Women’s health, Lynley thought, casts a very wide net. He reckoned it included everything from reproduction to hormonal imbalances to various types of cancers. He indicated two four-drawer filing cabinets that stood against one of the walls. They had apparently been separated from the waiting area by the previously departed desk, the drawers of which now sat upon the floor. Wordlessly, Lynley went for the filing cabinets. Havers took the drawers: two standard size, one for filing and one that would have fitted just above the kneehole.

Lynley quickly saw that one of the two filing cabinets contained supplies: both office and medical. They were neatly ordered with the medical materials in the upper two drawers and those for the office in the lower two. What files still remained in the office were contained within manila folders in the drawers of the second cabinet. These were marked with patients’ names. None of them were anywhere close to bulging with the kind of physician’s notes one would assume were kept to be held in a medical surgery. He chose ten of them at random and carried them to a corner chair that had not yet been removed for transport. He sat, opened the first of them, and began to scan the documents it held. There were few: a medical history, a release form, a perfectly unreadable scrawl of notes that seemed to be concerned with three different appointments. The next folder was much the same, as was the third. All in all, the files asked for the conclusion that, whatever women’s health issue was being addressed, the clinic had solved it quickly.

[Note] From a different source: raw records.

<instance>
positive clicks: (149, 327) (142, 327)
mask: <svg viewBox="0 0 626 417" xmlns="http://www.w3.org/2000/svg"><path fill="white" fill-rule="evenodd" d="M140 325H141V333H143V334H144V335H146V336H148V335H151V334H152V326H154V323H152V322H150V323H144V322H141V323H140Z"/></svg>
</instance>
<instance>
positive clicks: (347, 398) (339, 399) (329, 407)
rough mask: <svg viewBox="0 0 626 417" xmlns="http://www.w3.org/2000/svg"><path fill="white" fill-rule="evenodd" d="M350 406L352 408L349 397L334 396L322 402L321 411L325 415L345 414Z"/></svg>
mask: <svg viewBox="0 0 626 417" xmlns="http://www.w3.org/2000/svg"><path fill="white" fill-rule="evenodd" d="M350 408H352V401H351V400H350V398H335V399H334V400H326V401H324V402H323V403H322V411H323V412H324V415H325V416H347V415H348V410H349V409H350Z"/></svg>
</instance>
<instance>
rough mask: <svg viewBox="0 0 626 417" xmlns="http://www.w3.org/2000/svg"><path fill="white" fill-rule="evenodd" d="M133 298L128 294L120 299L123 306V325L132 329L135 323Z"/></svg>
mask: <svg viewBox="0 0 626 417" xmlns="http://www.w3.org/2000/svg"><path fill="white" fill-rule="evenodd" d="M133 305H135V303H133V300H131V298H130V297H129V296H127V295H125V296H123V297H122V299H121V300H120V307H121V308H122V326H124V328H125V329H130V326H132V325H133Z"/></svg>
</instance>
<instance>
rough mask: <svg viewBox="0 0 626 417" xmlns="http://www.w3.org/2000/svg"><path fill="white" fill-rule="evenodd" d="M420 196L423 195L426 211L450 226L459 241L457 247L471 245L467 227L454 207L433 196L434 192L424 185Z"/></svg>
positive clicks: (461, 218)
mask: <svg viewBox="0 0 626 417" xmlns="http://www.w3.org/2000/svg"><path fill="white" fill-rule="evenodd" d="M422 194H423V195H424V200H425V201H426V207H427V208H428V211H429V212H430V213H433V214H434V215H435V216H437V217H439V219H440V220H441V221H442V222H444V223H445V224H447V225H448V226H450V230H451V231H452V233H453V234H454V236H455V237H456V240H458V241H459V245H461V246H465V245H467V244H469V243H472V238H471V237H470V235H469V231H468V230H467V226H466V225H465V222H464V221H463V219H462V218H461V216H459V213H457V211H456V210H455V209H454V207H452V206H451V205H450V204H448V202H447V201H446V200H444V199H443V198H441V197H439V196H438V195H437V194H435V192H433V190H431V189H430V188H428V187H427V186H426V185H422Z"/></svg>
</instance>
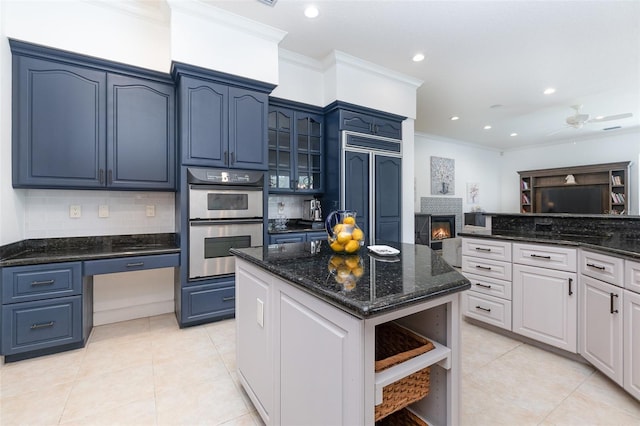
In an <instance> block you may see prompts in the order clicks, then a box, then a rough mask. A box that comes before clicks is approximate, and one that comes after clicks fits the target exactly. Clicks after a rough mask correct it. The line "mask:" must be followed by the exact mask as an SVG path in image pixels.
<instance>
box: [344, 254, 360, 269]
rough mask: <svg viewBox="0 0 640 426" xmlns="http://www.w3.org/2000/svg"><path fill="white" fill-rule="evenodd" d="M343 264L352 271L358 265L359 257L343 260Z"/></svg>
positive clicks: (358, 263)
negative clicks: (352, 269)
mask: <svg viewBox="0 0 640 426" xmlns="http://www.w3.org/2000/svg"><path fill="white" fill-rule="evenodd" d="M344 263H345V265H347V266H348V267H349V269H353V268H355V267H356V266H358V264H359V263H360V256H349V257H347V258H346V259H345V260H344Z"/></svg>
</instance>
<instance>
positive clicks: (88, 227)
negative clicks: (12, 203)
mask: <svg viewBox="0 0 640 426" xmlns="http://www.w3.org/2000/svg"><path fill="white" fill-rule="evenodd" d="M20 191H24V200H25V217H24V222H25V224H24V225H25V238H55V237H81V236H91V235H128V234H154V233H167V232H169V233H171V232H175V218H174V217H175V214H174V210H175V207H174V199H175V194H174V193H173V192H137V191H85V190H78V191H76V190H44V189H27V190H20ZM71 205H79V206H80V208H81V216H80V217H79V218H70V217H69V207H70V206H71ZM100 206H108V210H109V217H99V216H98V209H99V207H100ZM147 206H153V209H155V216H151V217H150V216H147Z"/></svg>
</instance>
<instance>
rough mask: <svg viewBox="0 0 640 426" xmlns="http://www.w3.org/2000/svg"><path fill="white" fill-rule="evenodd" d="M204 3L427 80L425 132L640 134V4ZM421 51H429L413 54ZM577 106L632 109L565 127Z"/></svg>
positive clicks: (294, 43)
mask: <svg viewBox="0 0 640 426" xmlns="http://www.w3.org/2000/svg"><path fill="white" fill-rule="evenodd" d="M203 1H204V2H205V3H208V4H211V5H213V6H216V7H219V8H221V9H225V10H227V11H229V12H232V13H235V14H238V15H242V16H244V17H246V18H249V19H251V20H254V21H258V22H261V23H264V24H266V25H269V26H272V27H275V28H278V29H281V30H283V31H286V32H287V35H286V37H285V38H284V39H283V41H282V42H281V43H280V47H281V48H283V49H286V50H289V51H292V52H296V53H299V54H302V55H305V56H308V57H310V58H314V59H317V60H322V59H324V58H325V57H326V56H327V55H328V54H329V53H330V52H331V51H332V50H339V51H342V52H344V53H347V54H349V55H352V56H355V57H358V58H361V59H364V60H366V61H369V62H372V63H375V64H378V65H380V66H383V67H386V68H388V69H391V70H394V71H397V72H400V73H403V74H406V75H408V76H412V77H415V78H418V79H420V80H422V81H424V84H423V85H422V86H421V87H420V88H419V89H418V93H417V95H418V96H417V97H418V101H417V102H418V104H417V118H416V122H415V129H416V131H417V132H420V133H425V134H431V135H436V136H438V137H439V138H444V139H445V140H446V139H452V140H456V141H462V142H466V143H471V144H478V145H483V146H486V147H490V148H494V149H497V150H501V151H505V150H509V149H514V148H519V147H523V146H530V145H545V144H552V143H557V142H561V141H562V142H565V141H570V140H571V141H576V140H580V139H583V138H594V137H603V136H605V135H610V134H613V133H615V132H618V133H620V132H640V1H638V0H627V1H611V0H601V1H582V0H573V1H549V0H547V1H533V0H511V1H504V0H503V1H481V0H476V1H429V0H393V1H391V0H387V1H383V0H378V1H372V0H358V1H356V0H353V1H345V0H339V1H338V0H309V1H306V0H277V2H276V3H275V5H274V6H269V5H266V4H264V3H262V2H260V1H258V0H203ZM309 4H315V5H316V6H317V7H318V9H319V11H320V14H319V16H318V17H317V18H315V19H313V20H312V19H308V18H305V17H304V15H303V10H304V8H305V7H306V6H307V5H309ZM417 52H421V53H423V54H424V55H425V57H426V59H425V60H424V61H422V62H419V63H416V62H413V61H412V60H411V58H412V57H413V55H414V54H415V53H417ZM548 87H553V88H555V89H556V92H555V93H554V94H552V95H544V94H543V90H544V89H546V88H548ZM576 104H581V105H583V108H582V113H588V114H590V115H591V118H594V117H596V116H598V115H605V116H608V115H617V114H622V113H633V116H632V117H630V118H626V119H620V120H615V121H606V122H600V123H596V122H592V123H587V124H585V125H584V126H583V127H582V128H580V129H575V128H568V127H567V128H565V126H566V125H567V124H566V122H565V119H566V118H567V117H568V116H570V115H573V114H574V113H575V111H574V110H573V109H571V108H570V106H571V105H576ZM452 116H459V117H460V119H459V120H457V121H451V120H450V117H452ZM485 125H490V126H492V127H491V129H490V130H484V129H483V128H484V126H485ZM614 126H620V129H614V130H603V129H604V128H609V127H614ZM561 129H562V130H561ZM554 132H555V133H554ZM511 133H517V136H510V135H511ZM551 133H554V134H552V135H550V134H551Z"/></svg>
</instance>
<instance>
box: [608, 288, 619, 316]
mask: <svg viewBox="0 0 640 426" xmlns="http://www.w3.org/2000/svg"><path fill="white" fill-rule="evenodd" d="M609 295H610V297H611V306H610V309H609V311H610V312H611V313H612V314H617V313H618V310H617V309H613V298H614V297H618V295H617V294H615V293H609Z"/></svg>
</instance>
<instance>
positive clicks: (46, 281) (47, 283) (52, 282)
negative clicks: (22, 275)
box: [31, 280, 56, 287]
mask: <svg viewBox="0 0 640 426" xmlns="http://www.w3.org/2000/svg"><path fill="white" fill-rule="evenodd" d="M55 282H56V280H45V281H31V285H32V286H34V287H35V286H39V285H51V284H53V283H55Z"/></svg>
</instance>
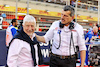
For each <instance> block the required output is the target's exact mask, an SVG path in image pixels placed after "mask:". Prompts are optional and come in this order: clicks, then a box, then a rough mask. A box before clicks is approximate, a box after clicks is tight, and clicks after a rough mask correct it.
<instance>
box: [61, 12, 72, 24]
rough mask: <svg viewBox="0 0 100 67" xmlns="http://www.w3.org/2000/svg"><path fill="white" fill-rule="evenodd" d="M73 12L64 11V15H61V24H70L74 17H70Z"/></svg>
mask: <svg viewBox="0 0 100 67" xmlns="http://www.w3.org/2000/svg"><path fill="white" fill-rule="evenodd" d="M70 14H71V12H70V11H64V10H62V13H61V23H62V24H67V23H68V24H69V23H70V22H71V21H72V19H73V17H71V16H70Z"/></svg>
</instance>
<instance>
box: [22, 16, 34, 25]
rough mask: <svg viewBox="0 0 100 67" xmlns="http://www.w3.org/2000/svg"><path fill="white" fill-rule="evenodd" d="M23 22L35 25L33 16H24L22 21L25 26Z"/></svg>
mask: <svg viewBox="0 0 100 67" xmlns="http://www.w3.org/2000/svg"><path fill="white" fill-rule="evenodd" d="M25 22H34V23H35V24H36V20H35V18H34V17H33V16H31V15H26V16H25V17H24V19H23V25H24V24H25Z"/></svg>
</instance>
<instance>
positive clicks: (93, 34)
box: [85, 26, 98, 65]
mask: <svg viewBox="0 0 100 67" xmlns="http://www.w3.org/2000/svg"><path fill="white" fill-rule="evenodd" d="M96 38H98V27H97V26H93V30H90V31H88V33H87V34H86V35H85V40H86V42H89V43H90V42H91V40H94V39H96ZM86 48H87V51H86V59H85V63H86V65H88V53H89V49H88V48H89V45H86Z"/></svg>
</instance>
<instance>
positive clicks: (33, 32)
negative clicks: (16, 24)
mask: <svg viewBox="0 0 100 67" xmlns="http://www.w3.org/2000/svg"><path fill="white" fill-rule="evenodd" d="M23 30H24V32H25V33H26V34H27V35H28V36H30V37H32V35H33V33H34V31H35V23H34V22H25V24H24V25H23Z"/></svg>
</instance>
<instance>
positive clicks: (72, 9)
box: [63, 5, 75, 17]
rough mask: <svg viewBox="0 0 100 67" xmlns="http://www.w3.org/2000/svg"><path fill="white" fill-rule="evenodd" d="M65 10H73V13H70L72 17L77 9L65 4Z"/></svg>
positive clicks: (71, 10)
mask: <svg viewBox="0 0 100 67" xmlns="http://www.w3.org/2000/svg"><path fill="white" fill-rule="evenodd" d="M63 10H64V11H70V12H71V14H70V16H71V17H72V16H74V14H75V9H74V8H73V7H72V6H70V5H67V6H65V7H64V8H63Z"/></svg>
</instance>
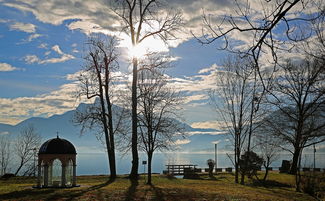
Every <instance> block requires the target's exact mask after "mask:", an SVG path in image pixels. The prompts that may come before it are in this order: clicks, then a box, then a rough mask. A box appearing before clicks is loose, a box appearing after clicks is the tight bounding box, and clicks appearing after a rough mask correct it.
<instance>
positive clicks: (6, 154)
mask: <svg viewBox="0 0 325 201" xmlns="http://www.w3.org/2000/svg"><path fill="white" fill-rule="evenodd" d="M10 145H11V143H10V140H9V138H8V137H6V136H0V175H3V174H5V173H7V171H8V168H9V164H10V159H11V158H10V157H12V156H13V155H12V154H11V150H10Z"/></svg>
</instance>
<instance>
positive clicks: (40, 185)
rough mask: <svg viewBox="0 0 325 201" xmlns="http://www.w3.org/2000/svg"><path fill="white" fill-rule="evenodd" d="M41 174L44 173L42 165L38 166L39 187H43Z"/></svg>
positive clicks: (38, 185)
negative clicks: (41, 179)
mask: <svg viewBox="0 0 325 201" xmlns="http://www.w3.org/2000/svg"><path fill="white" fill-rule="evenodd" d="M41 172H42V166H41V164H39V165H38V173H37V187H38V188H40V187H41Z"/></svg>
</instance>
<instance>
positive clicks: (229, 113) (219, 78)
mask: <svg viewBox="0 0 325 201" xmlns="http://www.w3.org/2000/svg"><path fill="white" fill-rule="evenodd" d="M216 76H217V77H216V79H217V89H216V90H214V91H211V93H210V99H211V102H212V104H213V105H214V106H215V108H216V110H217V112H218V114H219V115H220V116H221V118H222V119H221V120H222V122H223V123H224V125H223V126H224V129H226V130H228V132H229V134H230V136H231V140H232V142H233V145H234V153H235V154H234V155H235V156H234V160H233V161H234V165H235V182H236V183H238V173H239V159H240V156H241V153H242V151H243V149H245V147H244V145H245V141H246V138H247V136H249V137H250V135H251V133H252V132H253V130H254V126H255V125H254V124H253V123H254V121H253V120H254V119H255V118H256V115H257V113H256V110H255V109H254V108H252V107H254V104H252V102H253V101H254V99H255V98H254V97H255V95H256V93H257V91H256V85H255V84H254V69H253V68H252V64H251V61H250V60H249V59H247V58H246V59H240V58H239V57H234V58H232V57H230V58H229V59H228V60H227V61H226V62H225V63H224V65H223V68H221V69H219V71H218V73H217V75H216ZM249 146H250V145H249ZM242 180H243V176H242Z"/></svg>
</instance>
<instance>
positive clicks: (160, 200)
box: [150, 184, 165, 201]
mask: <svg viewBox="0 0 325 201" xmlns="http://www.w3.org/2000/svg"><path fill="white" fill-rule="evenodd" d="M150 187H151V190H152V191H153V192H154V194H155V200H157V201H163V200H165V199H164V193H163V191H162V190H161V188H158V187H155V185H153V184H151V185H150Z"/></svg>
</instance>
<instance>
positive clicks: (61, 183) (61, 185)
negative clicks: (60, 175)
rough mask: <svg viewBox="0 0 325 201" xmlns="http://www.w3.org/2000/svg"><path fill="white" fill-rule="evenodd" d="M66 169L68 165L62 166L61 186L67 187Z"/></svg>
mask: <svg viewBox="0 0 325 201" xmlns="http://www.w3.org/2000/svg"><path fill="white" fill-rule="evenodd" d="M65 169H66V165H65V164H62V177H61V186H62V187H65V184H66V183H67V182H66V178H65V172H66V171H65Z"/></svg>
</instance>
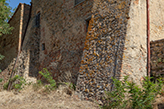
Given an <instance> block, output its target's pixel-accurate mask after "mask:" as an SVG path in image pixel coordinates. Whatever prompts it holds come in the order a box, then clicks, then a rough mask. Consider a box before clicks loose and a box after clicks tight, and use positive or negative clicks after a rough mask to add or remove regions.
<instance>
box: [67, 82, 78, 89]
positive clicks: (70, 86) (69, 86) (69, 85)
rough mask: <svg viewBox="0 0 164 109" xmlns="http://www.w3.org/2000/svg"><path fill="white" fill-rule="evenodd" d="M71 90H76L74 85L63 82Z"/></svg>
mask: <svg viewBox="0 0 164 109" xmlns="http://www.w3.org/2000/svg"><path fill="white" fill-rule="evenodd" d="M64 84H66V85H67V86H68V87H69V88H70V89H71V90H76V85H75V84H73V83H68V82H64Z"/></svg>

“Here’s something, sir.” Havers was crouched on the floor where the desk drawers had been stacked after their removal from the desk. She held up a black spiral book, and he saw it was a desk-size appointment diary. Havers began to go through it.

“Just names, sir,” she said. He watched as she read the appointments for one day, then another, then a third and a fourth. She looked up, and he saw that her expression was puzzled. Her gaze was fixed and focused on nothing.

“Barbara?” he said.

She looked at him. “I don’t know, sir, but it seems odd.”

“Something in the appointment diary?”

“This area’s mixed race, right? I mean, everywhere in London is mixed race. Well . . . not Belgravia and Mayfair and wherever there’s big money—no offence, sir—”

“Go on.”

“But you know what I’m saying, don’t you?”

“I do.”

“Then here’s what’s strange, you ask me. This’s a clinic for women. It features women’s health from A to Z. But there’s not a name in here that isn’t African. What d’you make of that? I mean, Easter Lange wasn’t African, sir. She’s as English as me. P’rhaps not as English as you with . . . what is it? . . . six hundred years of family history barking at your heels.”

“That would be the Percys,” he told her. “They’ve been around forever. The Lynley roots are appallingly shallow by comparison.”

“Not compared to those of us whose roots are planted in a Saxon hut somewhere.”

“Those are very deep roots, Barbara.”